Der Bruder führt heute einen Gastrobetrieb auf dem Hof und vermietet eine Ferienwohnung, die Damhirsche des Vaters hat ein Kollege übernommen. «Er wird allerdings damit aufhören, es ist leider ein Nullsummenspiel.»

«Bauern stehen zuoberst»

Die vielseitige und harte Arbeit, die das Leben in der Landwirtschaft mit sich bringt, prägte Susanne Grunder – und sie ist der Branche heute noch nah. «Für mich stehen die Bauern eigentlich zuoberst, denn dank ihnen haben wir Lebensmittel. Und kreativ sind sie auch», sagt die 41-Jährige, die viele Landwirte im Kollegenkreis hat. Sie habe das Gefühl, dass Bauernkinder später im Leben schon anpacken könnten.

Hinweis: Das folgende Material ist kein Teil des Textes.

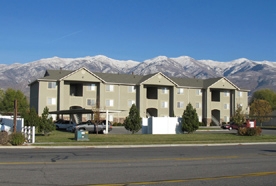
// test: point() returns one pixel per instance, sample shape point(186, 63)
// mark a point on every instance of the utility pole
point(15, 116)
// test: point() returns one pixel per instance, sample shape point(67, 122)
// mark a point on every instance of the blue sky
point(221, 30)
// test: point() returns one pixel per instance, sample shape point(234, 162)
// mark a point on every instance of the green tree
point(267, 95)
point(133, 120)
point(239, 117)
point(7, 102)
point(30, 117)
point(45, 124)
point(259, 110)
point(189, 121)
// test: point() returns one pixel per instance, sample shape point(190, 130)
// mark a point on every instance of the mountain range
point(245, 73)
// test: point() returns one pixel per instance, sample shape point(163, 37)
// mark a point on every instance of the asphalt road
point(189, 165)
point(122, 130)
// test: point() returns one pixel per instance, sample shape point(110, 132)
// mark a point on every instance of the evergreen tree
point(267, 95)
point(239, 117)
point(45, 124)
point(259, 110)
point(30, 117)
point(190, 121)
point(133, 121)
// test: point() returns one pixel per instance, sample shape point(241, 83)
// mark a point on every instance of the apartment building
point(156, 95)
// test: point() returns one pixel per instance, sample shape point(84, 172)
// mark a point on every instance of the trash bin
point(81, 135)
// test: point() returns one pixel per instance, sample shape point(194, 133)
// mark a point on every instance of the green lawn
point(60, 138)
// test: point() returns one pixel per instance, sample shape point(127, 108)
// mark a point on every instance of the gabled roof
point(131, 79)
point(189, 82)
point(83, 68)
point(120, 78)
point(212, 81)
point(55, 74)
point(158, 73)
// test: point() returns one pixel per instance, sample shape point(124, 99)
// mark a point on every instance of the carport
point(85, 111)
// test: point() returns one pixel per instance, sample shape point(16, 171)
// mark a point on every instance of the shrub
point(243, 131)
point(4, 137)
point(17, 138)
point(201, 124)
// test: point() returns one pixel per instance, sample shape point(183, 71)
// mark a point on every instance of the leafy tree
point(259, 110)
point(133, 120)
point(7, 102)
point(267, 95)
point(239, 117)
point(45, 124)
point(189, 121)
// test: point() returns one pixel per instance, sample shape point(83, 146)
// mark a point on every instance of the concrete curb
point(133, 146)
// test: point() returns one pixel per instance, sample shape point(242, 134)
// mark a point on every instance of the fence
point(161, 125)
point(29, 132)
point(7, 125)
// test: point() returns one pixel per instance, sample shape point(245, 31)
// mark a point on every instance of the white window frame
point(164, 104)
point(226, 93)
point(198, 92)
point(226, 119)
point(226, 106)
point(51, 101)
point(91, 87)
point(109, 88)
point(93, 102)
point(180, 91)
point(52, 85)
point(240, 94)
point(180, 104)
point(109, 103)
point(131, 89)
point(130, 102)
point(198, 105)
point(165, 90)
point(199, 118)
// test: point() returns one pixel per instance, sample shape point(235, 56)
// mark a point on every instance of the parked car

Vor der Lehre als Metallbauerin absolvierte sie das Bauernlehrjahr in Burgdorf BE – und erinnert sich gerne daran. Eine Lebensschule sei das gewesen. «Mit 15 von zu Hause dorthin war heftig, aber ich kann es nur jedem empfehlen. Als ich dann in die Lehre kam, kam mir diese im Vergleich vor wie ein Spaziergang.»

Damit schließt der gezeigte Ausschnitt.